At a pre-motion hearing on Monday, November 4, attorneys for Barnes & Noble told federal judge John G. Koeltl that they planned to proceed with a motion for summary judgment on two of the three claims filed against them by fired CEO Demos Parneros. But the judge responded with a warning: "It's a risky motion," Koeltl repeatedly observed.
In the brief 20 minute conference, Koeltl spoke frankly with the parties, telling them that once he decides a motion for summary judgment, the position for both parties will be dramatically different, "for better or worse." And more than once over the course of the hearing, Koeltl suggested the parties take this opportunity to seek mediation and to revive their settlement talks.
"Both sides will never be in as good a position as they are right now to resolve the case," Koeltl said.
Attorneys for both sides conceded they had spoken generally about mediation, but that no talks were currently scheduled.
The short hearing came after B&N attorneys last month told the court they would move for summary judgment on the two most contentious and potentially costly claims filed by the retailer's former CEO in his lawsuit against the company—the claims for defamation and for “breach of good faith.”
Specifically, B&N attorneys argued that summary judgment is appropriate on both counts because now that discovery is complete, they believe the facts do not support a judgment for Parneros on either of those counts.
Attorneys for Parneros, meanwhile, said they remained confident that the claims in the fired CEO's bombshell lawsuit would stand up, stressing that many facts remain in dispute following discovery. In a letter filed with the court this week, Parneros' attorneys said the former CEO was clearly defamed and that considering the facts for both a motion for summary judgment and then again at trial would be "wasteful."
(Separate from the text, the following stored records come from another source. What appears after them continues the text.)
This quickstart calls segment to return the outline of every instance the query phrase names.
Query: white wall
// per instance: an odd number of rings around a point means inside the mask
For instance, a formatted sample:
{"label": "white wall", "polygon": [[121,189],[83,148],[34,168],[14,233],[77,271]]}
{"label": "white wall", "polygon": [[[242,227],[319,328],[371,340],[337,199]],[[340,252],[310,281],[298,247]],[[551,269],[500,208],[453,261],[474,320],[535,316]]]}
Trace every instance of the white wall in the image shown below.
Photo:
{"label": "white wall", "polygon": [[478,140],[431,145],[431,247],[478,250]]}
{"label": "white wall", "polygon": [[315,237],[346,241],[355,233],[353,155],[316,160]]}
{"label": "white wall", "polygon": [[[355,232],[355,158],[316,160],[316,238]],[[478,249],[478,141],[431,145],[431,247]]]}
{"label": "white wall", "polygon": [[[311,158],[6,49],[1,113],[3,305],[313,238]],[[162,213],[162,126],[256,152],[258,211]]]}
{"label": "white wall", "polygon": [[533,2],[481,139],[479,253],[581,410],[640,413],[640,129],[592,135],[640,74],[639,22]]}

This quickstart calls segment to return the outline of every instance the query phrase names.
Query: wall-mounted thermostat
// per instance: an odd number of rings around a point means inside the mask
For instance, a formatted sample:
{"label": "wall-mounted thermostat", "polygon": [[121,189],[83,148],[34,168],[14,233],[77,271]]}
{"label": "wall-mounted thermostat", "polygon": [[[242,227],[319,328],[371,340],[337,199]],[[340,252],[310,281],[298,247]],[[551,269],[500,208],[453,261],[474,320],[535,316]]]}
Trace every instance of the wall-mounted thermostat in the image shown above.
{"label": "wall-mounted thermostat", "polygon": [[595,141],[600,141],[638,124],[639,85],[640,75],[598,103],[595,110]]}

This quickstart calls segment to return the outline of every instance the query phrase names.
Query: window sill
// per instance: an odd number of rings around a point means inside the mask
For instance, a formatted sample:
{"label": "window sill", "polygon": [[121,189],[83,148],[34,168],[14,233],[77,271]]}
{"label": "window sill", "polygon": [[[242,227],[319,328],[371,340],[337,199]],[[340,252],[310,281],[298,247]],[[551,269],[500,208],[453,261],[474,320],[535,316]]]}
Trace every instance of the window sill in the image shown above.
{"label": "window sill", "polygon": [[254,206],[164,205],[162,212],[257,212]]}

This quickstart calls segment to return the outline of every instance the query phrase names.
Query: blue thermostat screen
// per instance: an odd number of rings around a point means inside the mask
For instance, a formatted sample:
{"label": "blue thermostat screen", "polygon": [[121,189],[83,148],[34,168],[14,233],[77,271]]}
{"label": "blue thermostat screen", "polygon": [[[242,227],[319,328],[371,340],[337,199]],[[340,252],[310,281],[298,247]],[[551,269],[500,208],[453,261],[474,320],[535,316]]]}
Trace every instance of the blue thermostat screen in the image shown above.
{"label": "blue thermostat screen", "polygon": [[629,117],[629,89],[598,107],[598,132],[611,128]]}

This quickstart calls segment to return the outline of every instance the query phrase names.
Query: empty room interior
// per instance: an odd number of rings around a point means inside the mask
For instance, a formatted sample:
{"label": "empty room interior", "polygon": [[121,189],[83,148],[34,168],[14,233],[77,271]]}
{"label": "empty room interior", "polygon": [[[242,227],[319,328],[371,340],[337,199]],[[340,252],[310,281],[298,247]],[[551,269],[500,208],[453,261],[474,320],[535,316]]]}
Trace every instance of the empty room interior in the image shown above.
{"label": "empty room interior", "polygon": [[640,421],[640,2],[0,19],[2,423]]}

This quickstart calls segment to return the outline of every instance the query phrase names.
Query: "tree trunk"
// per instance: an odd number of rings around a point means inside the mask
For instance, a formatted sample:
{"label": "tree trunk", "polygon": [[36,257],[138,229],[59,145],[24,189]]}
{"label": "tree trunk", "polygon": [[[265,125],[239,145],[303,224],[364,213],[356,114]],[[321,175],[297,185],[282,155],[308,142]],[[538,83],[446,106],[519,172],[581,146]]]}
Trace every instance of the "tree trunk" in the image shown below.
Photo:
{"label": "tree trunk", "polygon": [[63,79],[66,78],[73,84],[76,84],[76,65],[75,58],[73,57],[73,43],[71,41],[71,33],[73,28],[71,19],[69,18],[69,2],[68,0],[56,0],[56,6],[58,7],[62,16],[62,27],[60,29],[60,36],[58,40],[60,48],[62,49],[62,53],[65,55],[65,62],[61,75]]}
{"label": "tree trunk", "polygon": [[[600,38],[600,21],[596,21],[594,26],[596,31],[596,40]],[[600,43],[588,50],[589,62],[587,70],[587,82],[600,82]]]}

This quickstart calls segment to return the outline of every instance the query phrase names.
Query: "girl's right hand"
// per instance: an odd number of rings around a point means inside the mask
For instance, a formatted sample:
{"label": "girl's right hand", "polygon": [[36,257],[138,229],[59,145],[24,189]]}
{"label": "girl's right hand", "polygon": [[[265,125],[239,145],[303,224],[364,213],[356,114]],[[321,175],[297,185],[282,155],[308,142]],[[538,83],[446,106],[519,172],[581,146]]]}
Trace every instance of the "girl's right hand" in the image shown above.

Koeltl noted that he couldn't stop B&N attorneys from seeking summary judgment, acknowledging the upside for B&N would be knocking out the biggest claims in Parneros' case ahead of a forthcoming trial. But he warned that winning would be a difficult task. "It's not straightforward. It's not easy," Koeltl warned of winning summary judgment. "And the downside, is an adverse decision on the motion."
In a letter to the court last month, B&N attorneys said that defeating Parneros' two major claims via summary judgment would leave only Parneros’s claim that B&N breached his employment contract, for which Parneros, the filing states, seeks “approximately $6.4 million. Parneros is seeking “approximately $70 million” in damages for the defamation claim alone.
B&N is also countersuing Parneros, alleging that the former CEO purposely botched a potential deal for the company in 2018, and that his abusive behavior, including a claim of sexual harassment, violated company policy.
Pending a final order to be filed in the coming days, Koeltl approved a schedule proposed by the parties that would have B&N's motion for summary judgment filed by November 22; Parneros' response is due by January 15, 2020; and a B&N reply is due by February 12, 2020.